I told the participant that the capitalist notion of “efficiency” was the reason why disabled people are excluded from accessibility processes in the arts. That my practice aims to center the visually impaired experience.
The participant reiterated that if I was not going to describe the visual world what was the point of having Audio Description?
I replied: Audio Description, imposed by non-disabled people, focuses on the visual content only and that approach is to describe “what blind people are missing.” This assumption that disabled people are missing out on something, because they are disabled, is ableist. Disabled people do not miss out on anything because of our disability. We just appreciate the world in different ways.

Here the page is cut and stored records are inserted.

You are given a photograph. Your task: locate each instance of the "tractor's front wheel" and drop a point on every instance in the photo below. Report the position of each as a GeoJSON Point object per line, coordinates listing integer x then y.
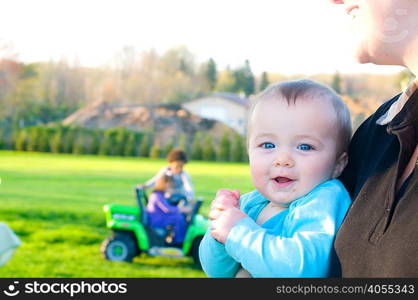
{"type": "Point", "coordinates": [120, 246]}
{"type": "Point", "coordinates": [194, 251]}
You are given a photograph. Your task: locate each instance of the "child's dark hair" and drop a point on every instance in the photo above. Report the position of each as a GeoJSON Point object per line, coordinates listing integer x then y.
{"type": "Point", "coordinates": [177, 155]}
{"type": "Point", "coordinates": [305, 89]}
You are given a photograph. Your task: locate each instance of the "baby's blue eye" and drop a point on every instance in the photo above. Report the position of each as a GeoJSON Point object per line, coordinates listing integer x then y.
{"type": "Point", "coordinates": [268, 145]}
{"type": "Point", "coordinates": [305, 147]}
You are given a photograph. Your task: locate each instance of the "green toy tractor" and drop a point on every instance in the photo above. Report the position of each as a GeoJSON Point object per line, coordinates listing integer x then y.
{"type": "Point", "coordinates": [131, 233]}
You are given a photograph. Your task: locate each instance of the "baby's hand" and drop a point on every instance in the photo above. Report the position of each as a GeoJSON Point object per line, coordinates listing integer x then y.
{"type": "Point", "coordinates": [225, 220]}
{"type": "Point", "coordinates": [225, 198]}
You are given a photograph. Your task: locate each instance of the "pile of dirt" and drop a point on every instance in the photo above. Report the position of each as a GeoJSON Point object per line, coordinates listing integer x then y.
{"type": "Point", "coordinates": [165, 121]}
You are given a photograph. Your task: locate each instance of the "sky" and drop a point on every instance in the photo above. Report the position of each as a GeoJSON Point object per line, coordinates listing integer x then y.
{"type": "Point", "coordinates": [278, 36]}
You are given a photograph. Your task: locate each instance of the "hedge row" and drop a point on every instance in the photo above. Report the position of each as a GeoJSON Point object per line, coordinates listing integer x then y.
{"type": "Point", "coordinates": [120, 142]}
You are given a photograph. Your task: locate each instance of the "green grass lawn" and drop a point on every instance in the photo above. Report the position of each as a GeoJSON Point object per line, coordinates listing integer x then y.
{"type": "Point", "coordinates": [54, 204]}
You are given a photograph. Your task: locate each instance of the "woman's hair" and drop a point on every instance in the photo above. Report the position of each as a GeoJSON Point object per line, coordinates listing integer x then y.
{"type": "Point", "coordinates": [305, 89]}
{"type": "Point", "coordinates": [177, 155]}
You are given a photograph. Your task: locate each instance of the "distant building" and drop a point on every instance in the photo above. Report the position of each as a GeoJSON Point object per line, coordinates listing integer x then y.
{"type": "Point", "coordinates": [227, 108]}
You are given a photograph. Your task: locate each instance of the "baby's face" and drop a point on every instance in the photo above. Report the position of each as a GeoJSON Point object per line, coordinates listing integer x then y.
{"type": "Point", "coordinates": [292, 148]}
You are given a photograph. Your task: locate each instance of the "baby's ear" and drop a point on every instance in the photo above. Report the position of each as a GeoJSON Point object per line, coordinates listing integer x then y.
{"type": "Point", "coordinates": [340, 164]}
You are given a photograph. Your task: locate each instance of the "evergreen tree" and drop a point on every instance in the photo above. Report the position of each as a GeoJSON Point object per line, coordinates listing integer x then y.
{"type": "Point", "coordinates": [130, 145]}
{"type": "Point", "coordinates": [144, 147]}
{"type": "Point", "coordinates": [182, 143]}
{"type": "Point", "coordinates": [43, 144]}
{"type": "Point", "coordinates": [78, 147]}
{"type": "Point", "coordinates": [211, 74]}
{"type": "Point", "coordinates": [238, 149]}
{"type": "Point", "coordinates": [244, 79]}
{"type": "Point", "coordinates": [95, 138]}
{"type": "Point", "coordinates": [264, 81]}
{"type": "Point", "coordinates": [208, 151]}
{"type": "Point", "coordinates": [21, 141]}
{"type": "Point", "coordinates": [107, 143]}
{"type": "Point", "coordinates": [168, 147]}
{"type": "Point", "coordinates": [196, 147]}
{"type": "Point", "coordinates": [68, 144]}
{"type": "Point", "coordinates": [155, 151]}
{"type": "Point", "coordinates": [2, 139]}
{"type": "Point", "coordinates": [33, 139]}
{"type": "Point", "coordinates": [336, 83]}
{"type": "Point", "coordinates": [225, 147]}
{"type": "Point", "coordinates": [56, 142]}
{"type": "Point", "coordinates": [121, 136]}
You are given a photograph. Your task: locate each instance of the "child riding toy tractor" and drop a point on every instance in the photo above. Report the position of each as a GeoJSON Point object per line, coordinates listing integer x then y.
{"type": "Point", "coordinates": [132, 233]}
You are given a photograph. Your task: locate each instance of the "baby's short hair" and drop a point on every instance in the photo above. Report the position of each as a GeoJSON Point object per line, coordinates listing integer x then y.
{"type": "Point", "coordinates": [306, 89]}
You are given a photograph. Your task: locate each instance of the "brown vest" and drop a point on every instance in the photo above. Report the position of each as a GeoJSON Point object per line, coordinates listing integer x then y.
{"type": "Point", "coordinates": [379, 237]}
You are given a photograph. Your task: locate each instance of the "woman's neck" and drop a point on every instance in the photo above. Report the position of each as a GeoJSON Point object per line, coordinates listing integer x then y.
{"type": "Point", "coordinates": [411, 58]}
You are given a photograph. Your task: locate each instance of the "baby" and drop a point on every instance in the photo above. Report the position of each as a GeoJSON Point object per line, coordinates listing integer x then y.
{"type": "Point", "coordinates": [298, 135]}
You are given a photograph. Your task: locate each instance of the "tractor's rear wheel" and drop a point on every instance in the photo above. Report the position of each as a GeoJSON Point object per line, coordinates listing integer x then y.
{"type": "Point", "coordinates": [120, 246]}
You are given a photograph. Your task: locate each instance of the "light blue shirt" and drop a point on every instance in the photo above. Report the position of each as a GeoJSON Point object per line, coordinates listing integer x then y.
{"type": "Point", "coordinates": [297, 242]}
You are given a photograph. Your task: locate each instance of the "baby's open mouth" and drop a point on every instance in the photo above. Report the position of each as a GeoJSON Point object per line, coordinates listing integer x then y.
{"type": "Point", "coordinates": [283, 179]}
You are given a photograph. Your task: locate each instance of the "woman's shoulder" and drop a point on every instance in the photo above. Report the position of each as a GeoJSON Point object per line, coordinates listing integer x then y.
{"type": "Point", "coordinates": [371, 121]}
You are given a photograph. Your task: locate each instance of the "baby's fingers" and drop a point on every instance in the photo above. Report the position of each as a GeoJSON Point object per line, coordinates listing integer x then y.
{"type": "Point", "coordinates": [214, 214]}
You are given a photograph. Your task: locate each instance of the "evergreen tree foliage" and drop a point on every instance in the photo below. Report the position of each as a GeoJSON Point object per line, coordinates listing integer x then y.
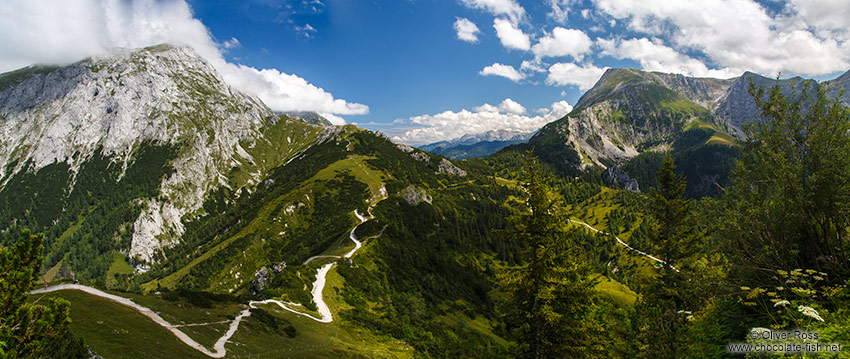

The participant reiterated that only sighted people should practice Audio Description.
I felt how the temperature in my body rose.
I know this feeling. It is the first physical sign of anger.
And anger in disabled people is always used against us.
I ended my argument by pointing out that I was not responsible for educating people, particularly in confrontational and unsafe spaces for disabled people. I told the workshop facilitator that “all bodies welcome” should not be included in their workshop description.
Over time, I have reflected on how the emotional labor of navigating ableist dance spaces has remarkable consequences on my mental, physical, and spiritual health. One form of healing was community. Collaborating with other artists who are actively working to dismantle ableism. Creative, innovative, empowered, beautiful disabled artists!
When Danspace Project offered me the Renewal Residency, I knew this space would be the perfect opportunity to have important conversations with other disabled artists and allies.
Michelle Mantione, Krishna Washburn, Marielys Burgos-Melendez, and I had expansive and powerful conversations. I felt that this group of incredible humans had come to revolutionize the arts! Our meetings began to feel like an avant-garde movement from the XX century. The word “Manifesto” echoed in my head—a common practice among these groups of artists and a way of making public our intentions to decolonize disability culture from discriminatory practices that have permeated the arts, in which disabled artists are excluded from contributing creatively or innovatively in accessibility processes. I realized that we were manifesting our desire to generate a new movement in the arts: One led by and for disabled people. At the end of the meeting I did a basic Wikipedia search: An art manifesto is a public declaration of the intentions of an artist or artistic movement. Drafting a Manifesto seemed like a step in the right direction. I shared my idea with my collaborators. Everyone in the space nodded in approval. For the next 5 months, there was silence in my brain.
Drafting the Manifesto has been impossible. Every time I’ve tried, the critical feeler inside of me takes me on a fun ride in an emotional rollercoaster. This task has become impossible to materialize. Writing a Manifesto was, in a way, trying to communicate my dreams “efficiently.” Involuntarily, I had become that workshop participant. I wanted to ask other artists to be efficient in decolonizing access artistry and disability culture.
I took a step back. Eight years after arriving in the US, I had become an efficient and productive artist who flirted with capitalism and monetized my trauma through bios and statements, Manifestos, and workshop descriptions that invited “all bodies.” A dangerous practice disguised with good intentions. I gave up the Manifesto idea.
Disabled people don’t need to understand each other clearly. We need to understand each other deeply. As a disabled critical feeler, my intentions rest in my body. I don’t need to articulate a Manifesto because I am a living and active intention. I’ve embodied an art movement.
Artists in the US have learned to be efficient in order to survive this brutal capitalist system and I don’t blame us for that. But we, the disabled artists, are leading the path to liberation into new, exciting and magical places that are abstract, mysterious and indiscernible for the most efficient critical thinkers.